You don't need specific examples to demonstrate whether one material is superior to another. Look at ratios like strength or stiffness per unit volume. You can probably calculate some very simple examples using something like an i-beam as an example.

Another consideration is the implication of chosen manufacturing methods, and its influence on material selection, but this is probably moving away from the remit of a physics assignment.
Joined: 4 Mar 2009

Post Sat Oct 29, 2011 11:56 pm

One issue to address is that when you talk about "aluminium" you're really talking about an aluminium alloy.

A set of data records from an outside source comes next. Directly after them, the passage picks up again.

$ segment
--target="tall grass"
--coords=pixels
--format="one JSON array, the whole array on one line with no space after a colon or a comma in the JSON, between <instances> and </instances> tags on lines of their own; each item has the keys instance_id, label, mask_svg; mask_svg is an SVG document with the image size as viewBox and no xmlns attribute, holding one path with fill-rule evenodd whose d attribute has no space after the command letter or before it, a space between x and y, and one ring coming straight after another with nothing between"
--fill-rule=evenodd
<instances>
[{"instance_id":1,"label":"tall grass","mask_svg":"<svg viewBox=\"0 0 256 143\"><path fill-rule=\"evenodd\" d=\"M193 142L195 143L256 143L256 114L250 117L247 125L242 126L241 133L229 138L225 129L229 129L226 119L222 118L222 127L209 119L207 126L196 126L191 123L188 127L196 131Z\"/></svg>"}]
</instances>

And each alloy will have different properties to another alloy. Some will have higher strength, for example, but perhaps be more brittle. Likewise, CFRP is actually a group of materials each with its own properties both in terms of the fibres themselves but also how they're laid.

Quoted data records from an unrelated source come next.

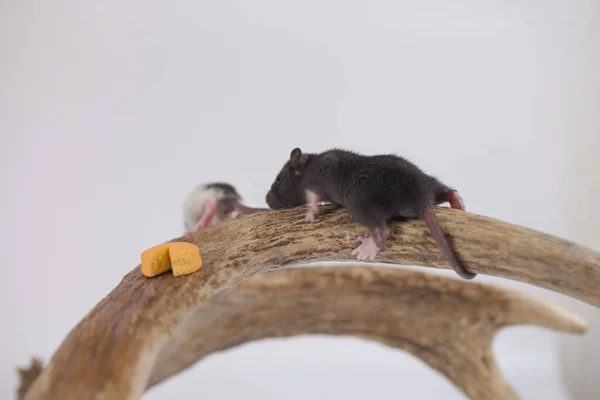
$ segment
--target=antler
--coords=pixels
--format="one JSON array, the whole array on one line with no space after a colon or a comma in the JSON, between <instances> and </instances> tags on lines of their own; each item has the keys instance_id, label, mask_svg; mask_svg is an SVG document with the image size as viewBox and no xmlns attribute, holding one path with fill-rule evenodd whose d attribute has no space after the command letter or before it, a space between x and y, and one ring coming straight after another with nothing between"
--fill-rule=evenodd
<instances>
[{"instance_id":1,"label":"antler","mask_svg":"<svg viewBox=\"0 0 600 400\"><path fill-rule=\"evenodd\" d=\"M343 210L329 207L313 224L303 221L302 211L242 217L178 239L199 245L203 268L152 279L139 268L131 271L71 331L25 399L137 399L211 352L303 333L379 340L421 357L474 399L516 399L493 362L495 332L518 323L586 329L581 320L520 292L419 271L309 268L257 275L306 261L351 260L354 238L364 229ZM465 212L439 209L438 217L471 271L600 304L600 257L592 250ZM447 268L424 223L391 228L379 262ZM261 285L268 290L257 289ZM298 308L312 297L321 300ZM440 311L422 317L427 307ZM292 310L303 318L286 319ZM239 325L232 328L228 318L231 323L236 317Z\"/></svg>"}]
</instances>

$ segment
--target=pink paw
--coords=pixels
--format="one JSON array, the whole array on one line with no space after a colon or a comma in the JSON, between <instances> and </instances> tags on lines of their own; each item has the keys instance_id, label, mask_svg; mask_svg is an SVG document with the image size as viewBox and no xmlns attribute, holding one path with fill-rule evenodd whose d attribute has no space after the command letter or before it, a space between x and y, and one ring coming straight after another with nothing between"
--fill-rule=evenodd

Also, the materials aren't used alone. CFRP might have a nomex or aluminium alloy honeycomb core, for example. Likewise, aluminium F1 cars would have had cores in the panels too. Most likely aluminium in that case.
Joined: 31 Jan 2010

Post Sun Oct 30, 2011 4:38 pm

Okay, thanks everyone for your help.
I've finished the rest of my project, and already compared the properties of the two materials (which shows why cfrp is better). I just have to also show why cfrp is better by making a car-related calculation which links directly to why it is used in F1.
I guess I'll just have to think of another calculation which shows this. Thanks.
Joined: 29 Oct 2011

Post Sun Oct 30, 2011 5:38 pm

A wing would be very difficult to do a valid calculation for. Maybe you could use something like a suspension member as these could be reduced to a simplified section which you could do tension/bending/buckling calcs on.